第7回公判(2010.9.14)
(7)「見殺しにするようなことは絶対してない」「私はそのような人間ではない」被告最後の無罪主張
保護責任者遺棄致死などの罪に問われた元俳優、押尾学被告(32)の裁判員裁判第7回公判は、男性弁護人が引き続き最終弁論で無罪主張を展開している。
男性弁護人は、押尾被告が薬物調達を依頼する必要がなかった状況などを示し、MDMAの譲渡で懲役1年の実刑が確定した泉田勇介受刑者(32)の証言も「信用できない」と検察側の主張に反論した。

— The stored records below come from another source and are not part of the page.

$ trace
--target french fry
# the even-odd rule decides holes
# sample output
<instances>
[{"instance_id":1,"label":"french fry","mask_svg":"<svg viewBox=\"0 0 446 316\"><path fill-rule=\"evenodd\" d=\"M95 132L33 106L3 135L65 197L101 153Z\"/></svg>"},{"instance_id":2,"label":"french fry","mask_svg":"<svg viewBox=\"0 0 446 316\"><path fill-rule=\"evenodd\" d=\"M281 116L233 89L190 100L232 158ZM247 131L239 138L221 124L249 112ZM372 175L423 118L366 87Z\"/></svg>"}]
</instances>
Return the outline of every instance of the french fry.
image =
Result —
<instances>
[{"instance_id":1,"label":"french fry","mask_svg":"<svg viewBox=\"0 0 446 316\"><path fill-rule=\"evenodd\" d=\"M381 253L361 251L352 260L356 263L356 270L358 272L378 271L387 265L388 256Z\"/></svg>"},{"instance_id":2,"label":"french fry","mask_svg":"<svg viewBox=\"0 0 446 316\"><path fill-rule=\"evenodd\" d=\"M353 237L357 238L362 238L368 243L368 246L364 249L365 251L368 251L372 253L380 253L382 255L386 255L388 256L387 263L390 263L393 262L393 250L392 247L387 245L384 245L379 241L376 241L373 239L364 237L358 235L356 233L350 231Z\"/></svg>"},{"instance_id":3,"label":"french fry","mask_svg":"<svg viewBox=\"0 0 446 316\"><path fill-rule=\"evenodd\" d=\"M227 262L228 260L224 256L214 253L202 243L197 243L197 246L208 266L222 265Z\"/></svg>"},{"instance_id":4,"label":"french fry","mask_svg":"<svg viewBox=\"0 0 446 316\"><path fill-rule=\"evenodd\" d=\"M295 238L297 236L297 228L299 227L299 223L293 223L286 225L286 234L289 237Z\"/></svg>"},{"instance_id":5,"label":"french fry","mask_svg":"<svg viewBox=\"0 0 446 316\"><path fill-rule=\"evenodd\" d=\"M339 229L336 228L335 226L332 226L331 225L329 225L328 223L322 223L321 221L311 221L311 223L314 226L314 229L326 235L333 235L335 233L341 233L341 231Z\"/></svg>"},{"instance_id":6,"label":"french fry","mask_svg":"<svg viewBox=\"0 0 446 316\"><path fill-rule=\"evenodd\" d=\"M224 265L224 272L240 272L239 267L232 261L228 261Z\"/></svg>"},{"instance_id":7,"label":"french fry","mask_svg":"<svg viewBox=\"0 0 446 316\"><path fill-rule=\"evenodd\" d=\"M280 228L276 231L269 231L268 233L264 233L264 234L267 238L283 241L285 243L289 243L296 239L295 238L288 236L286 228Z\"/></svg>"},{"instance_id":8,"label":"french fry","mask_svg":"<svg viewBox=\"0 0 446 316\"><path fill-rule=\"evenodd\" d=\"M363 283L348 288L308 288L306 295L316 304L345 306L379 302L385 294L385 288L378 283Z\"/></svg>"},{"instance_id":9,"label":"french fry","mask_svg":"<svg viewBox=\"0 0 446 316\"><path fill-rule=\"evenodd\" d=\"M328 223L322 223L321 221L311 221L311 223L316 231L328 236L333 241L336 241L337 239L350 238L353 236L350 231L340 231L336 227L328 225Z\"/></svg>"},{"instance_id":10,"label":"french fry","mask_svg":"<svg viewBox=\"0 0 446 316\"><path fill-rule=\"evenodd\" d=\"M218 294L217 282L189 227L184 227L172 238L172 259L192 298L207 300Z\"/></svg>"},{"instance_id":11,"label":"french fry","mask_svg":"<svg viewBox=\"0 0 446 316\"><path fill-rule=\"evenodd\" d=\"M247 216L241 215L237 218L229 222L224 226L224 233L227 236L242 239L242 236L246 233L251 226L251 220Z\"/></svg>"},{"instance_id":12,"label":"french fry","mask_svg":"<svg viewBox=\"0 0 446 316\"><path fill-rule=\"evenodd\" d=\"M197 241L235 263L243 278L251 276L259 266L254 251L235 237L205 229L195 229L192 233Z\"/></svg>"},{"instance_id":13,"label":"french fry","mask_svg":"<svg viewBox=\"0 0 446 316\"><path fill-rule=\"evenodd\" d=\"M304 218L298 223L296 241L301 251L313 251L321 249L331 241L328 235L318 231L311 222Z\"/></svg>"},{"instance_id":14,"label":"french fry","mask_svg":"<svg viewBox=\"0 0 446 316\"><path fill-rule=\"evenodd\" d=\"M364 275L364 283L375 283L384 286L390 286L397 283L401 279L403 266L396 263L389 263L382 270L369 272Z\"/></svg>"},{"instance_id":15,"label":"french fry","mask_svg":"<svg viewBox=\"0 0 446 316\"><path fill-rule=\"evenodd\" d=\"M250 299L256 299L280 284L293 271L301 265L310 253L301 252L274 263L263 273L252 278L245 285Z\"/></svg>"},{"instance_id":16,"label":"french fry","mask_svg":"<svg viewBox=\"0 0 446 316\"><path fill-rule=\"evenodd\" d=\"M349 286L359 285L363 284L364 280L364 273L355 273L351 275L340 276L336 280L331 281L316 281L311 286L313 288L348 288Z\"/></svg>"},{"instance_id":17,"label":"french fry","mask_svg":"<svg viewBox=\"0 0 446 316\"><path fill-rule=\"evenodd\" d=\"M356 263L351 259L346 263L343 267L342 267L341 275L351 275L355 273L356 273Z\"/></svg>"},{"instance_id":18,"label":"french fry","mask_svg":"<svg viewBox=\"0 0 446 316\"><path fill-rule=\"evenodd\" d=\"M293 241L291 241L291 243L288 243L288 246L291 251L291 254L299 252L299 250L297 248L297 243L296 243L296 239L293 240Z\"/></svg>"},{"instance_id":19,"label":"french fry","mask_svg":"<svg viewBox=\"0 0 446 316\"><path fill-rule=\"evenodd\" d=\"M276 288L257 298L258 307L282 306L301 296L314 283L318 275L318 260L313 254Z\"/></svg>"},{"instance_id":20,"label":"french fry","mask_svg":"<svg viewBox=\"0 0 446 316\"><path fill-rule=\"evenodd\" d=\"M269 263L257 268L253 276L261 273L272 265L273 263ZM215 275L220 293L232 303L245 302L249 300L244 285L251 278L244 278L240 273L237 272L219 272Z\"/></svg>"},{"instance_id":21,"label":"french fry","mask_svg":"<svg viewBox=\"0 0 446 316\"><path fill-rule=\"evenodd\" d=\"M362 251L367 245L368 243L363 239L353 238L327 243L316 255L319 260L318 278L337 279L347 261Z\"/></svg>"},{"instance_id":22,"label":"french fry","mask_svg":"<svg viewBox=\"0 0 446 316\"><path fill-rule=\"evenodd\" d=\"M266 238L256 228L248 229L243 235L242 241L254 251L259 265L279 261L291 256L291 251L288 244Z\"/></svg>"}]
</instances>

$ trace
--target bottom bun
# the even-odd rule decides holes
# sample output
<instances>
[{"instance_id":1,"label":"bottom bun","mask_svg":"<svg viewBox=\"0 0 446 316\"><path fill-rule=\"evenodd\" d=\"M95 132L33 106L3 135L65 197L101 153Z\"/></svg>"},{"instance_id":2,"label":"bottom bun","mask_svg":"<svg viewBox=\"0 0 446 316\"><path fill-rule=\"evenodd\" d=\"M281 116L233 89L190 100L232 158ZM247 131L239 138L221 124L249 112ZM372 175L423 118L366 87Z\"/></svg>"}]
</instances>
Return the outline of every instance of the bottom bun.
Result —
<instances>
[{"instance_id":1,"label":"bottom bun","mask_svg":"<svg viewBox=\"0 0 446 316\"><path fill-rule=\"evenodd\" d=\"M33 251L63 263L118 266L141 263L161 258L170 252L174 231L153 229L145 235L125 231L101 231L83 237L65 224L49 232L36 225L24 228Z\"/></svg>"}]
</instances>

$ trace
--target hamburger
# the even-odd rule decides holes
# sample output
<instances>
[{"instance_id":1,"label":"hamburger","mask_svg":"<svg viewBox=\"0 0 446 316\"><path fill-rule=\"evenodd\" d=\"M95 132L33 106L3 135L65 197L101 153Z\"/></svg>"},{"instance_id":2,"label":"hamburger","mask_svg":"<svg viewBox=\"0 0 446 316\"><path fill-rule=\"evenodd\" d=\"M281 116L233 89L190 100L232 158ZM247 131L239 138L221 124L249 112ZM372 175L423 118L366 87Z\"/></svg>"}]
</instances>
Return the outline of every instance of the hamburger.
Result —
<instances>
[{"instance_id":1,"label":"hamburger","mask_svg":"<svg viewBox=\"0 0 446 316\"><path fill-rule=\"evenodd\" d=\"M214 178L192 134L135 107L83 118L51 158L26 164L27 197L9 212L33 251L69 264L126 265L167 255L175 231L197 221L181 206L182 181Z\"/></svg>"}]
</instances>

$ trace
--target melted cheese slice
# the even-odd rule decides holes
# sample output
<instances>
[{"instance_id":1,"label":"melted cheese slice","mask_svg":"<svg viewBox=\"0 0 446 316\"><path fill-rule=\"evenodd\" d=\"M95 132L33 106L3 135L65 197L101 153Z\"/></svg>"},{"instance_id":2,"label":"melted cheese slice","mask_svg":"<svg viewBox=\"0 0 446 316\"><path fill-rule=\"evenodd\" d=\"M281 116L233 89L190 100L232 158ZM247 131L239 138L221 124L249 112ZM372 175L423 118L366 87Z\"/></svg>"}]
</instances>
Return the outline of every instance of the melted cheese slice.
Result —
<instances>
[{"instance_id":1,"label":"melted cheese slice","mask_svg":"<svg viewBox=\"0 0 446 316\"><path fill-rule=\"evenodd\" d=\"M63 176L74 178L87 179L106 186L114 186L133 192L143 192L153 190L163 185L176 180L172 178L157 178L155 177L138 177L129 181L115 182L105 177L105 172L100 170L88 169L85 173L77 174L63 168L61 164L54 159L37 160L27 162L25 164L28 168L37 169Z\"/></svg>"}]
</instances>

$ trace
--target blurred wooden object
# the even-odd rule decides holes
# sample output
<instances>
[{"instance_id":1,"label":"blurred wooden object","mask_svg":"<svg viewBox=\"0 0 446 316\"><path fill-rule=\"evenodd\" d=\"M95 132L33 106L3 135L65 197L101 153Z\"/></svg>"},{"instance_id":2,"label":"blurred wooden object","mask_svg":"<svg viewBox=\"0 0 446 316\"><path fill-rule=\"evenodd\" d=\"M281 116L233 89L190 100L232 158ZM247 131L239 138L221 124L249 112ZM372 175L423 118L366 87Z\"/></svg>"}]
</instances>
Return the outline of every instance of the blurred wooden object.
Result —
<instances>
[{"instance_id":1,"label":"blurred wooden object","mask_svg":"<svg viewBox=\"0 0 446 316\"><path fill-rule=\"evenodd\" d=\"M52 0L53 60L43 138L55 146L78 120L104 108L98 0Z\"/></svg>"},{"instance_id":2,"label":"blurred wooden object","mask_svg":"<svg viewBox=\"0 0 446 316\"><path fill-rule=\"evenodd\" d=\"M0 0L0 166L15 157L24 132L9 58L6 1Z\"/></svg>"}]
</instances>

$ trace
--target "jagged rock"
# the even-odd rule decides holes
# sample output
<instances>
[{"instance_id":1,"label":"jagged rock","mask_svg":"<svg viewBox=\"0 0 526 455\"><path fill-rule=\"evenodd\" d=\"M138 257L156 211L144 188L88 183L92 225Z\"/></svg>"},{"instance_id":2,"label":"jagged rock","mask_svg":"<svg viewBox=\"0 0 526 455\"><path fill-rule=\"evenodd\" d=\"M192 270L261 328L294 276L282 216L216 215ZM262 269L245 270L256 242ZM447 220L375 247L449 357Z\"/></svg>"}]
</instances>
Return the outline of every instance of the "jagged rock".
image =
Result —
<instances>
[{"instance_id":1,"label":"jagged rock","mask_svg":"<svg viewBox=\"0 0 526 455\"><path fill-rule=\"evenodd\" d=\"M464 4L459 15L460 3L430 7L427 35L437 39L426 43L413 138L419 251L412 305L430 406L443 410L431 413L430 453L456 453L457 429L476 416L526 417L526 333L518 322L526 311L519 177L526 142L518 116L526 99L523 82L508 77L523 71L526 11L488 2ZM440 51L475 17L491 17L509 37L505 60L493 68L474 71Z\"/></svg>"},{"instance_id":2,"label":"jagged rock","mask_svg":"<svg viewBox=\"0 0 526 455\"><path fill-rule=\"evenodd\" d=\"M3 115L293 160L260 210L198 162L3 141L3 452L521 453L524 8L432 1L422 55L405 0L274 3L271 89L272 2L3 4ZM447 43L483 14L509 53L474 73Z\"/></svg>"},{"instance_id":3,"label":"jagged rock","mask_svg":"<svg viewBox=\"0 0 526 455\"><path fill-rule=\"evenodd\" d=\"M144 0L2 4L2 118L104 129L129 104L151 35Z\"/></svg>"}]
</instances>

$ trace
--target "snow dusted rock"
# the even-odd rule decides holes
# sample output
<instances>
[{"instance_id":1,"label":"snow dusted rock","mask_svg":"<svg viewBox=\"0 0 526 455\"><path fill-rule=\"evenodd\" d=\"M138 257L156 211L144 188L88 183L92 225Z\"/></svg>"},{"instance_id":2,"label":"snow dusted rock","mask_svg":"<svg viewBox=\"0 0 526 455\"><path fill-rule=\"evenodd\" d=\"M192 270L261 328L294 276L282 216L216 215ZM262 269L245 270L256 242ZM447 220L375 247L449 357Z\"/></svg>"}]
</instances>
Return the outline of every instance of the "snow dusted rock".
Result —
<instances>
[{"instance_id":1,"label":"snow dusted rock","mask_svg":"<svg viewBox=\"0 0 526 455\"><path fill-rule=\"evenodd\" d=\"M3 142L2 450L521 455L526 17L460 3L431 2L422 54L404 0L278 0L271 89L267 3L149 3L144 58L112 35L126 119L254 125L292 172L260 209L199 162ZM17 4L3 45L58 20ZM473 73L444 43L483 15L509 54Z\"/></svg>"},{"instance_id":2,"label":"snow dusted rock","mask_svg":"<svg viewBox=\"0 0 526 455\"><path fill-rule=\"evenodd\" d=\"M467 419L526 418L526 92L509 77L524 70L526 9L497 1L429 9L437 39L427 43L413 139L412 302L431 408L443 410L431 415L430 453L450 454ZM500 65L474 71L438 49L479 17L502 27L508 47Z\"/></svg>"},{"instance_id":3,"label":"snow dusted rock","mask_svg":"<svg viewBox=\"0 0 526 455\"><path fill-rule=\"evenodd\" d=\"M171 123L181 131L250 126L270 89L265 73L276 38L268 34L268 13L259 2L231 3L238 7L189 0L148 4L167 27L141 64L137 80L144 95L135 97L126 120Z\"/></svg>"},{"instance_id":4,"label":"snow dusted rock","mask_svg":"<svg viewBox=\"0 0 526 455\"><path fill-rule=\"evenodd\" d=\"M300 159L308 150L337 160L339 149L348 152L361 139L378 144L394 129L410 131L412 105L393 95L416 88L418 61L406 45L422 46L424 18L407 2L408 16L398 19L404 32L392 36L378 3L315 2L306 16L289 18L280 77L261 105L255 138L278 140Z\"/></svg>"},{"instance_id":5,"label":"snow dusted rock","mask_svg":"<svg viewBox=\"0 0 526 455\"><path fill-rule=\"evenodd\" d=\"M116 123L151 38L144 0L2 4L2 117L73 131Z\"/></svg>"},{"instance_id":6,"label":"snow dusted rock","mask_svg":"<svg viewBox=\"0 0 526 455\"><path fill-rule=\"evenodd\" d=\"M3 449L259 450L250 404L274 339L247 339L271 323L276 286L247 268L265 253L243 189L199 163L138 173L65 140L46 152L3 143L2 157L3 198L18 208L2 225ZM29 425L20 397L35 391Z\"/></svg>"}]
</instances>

押尾被告は男性弁護人の方を時折見やり、静かに弁論に耳を傾けている。
男性弁護人は情状面について弁論を進めた。
弁護人「押尾被告は違法薬物を服用したことを『本当にばかなことをした』と後悔しています。薬物を抜こうとしたり、捨てようとしたりした証拠隠滅行為に反省の態度を表明しています」
「(押尾被告は)田中さんを助けることができなかったことを悔やみ、毎日冥福(めいふく)を祈っています」
反省しているという押尾被告の現状について列挙していき、続けた。
弁護人「前科前歴はなく、事件がマスコミで大きく報道されるなどして、家族、仕事を失い、社会的制裁を受けています」
押尾被告は、微動だにせず前を見て、男性弁護人の読み上げを聞いている。
最終弁論の資料を読み終えた男性弁護人は前を向いた。
弁護人「以上のことから、無罪と考えます」
山口裕之裁判長が、男性弁護人の最終弁論が終わったことを確認すると、「言いたいことはありますか」と押尾被告に尋ねた。
押尾被告は「はい」と法廷に通る大きな声で答え、証言台に立った。山口裁判長の方をまっすぐ向き、直立の姿勢で、意見陳述を始めた。
被告「私は田中さんを見殺しにするようなことは絶対にしていません。私はそのような人間ではありません。昨日(法廷で)話したことが真実です」
一言ひとことはっきりとこう述べると、押尾被告は一呼吸置いた。
被告「以上です」
一礼すると、押尾被告は弁護人の隣の席に戻り、後ろの男性弁護人と言葉を交わした。
論告求刑公判は結審。山口裁判長が判決言い渡しの日時について、17日午後3時からと告げて閉廷した。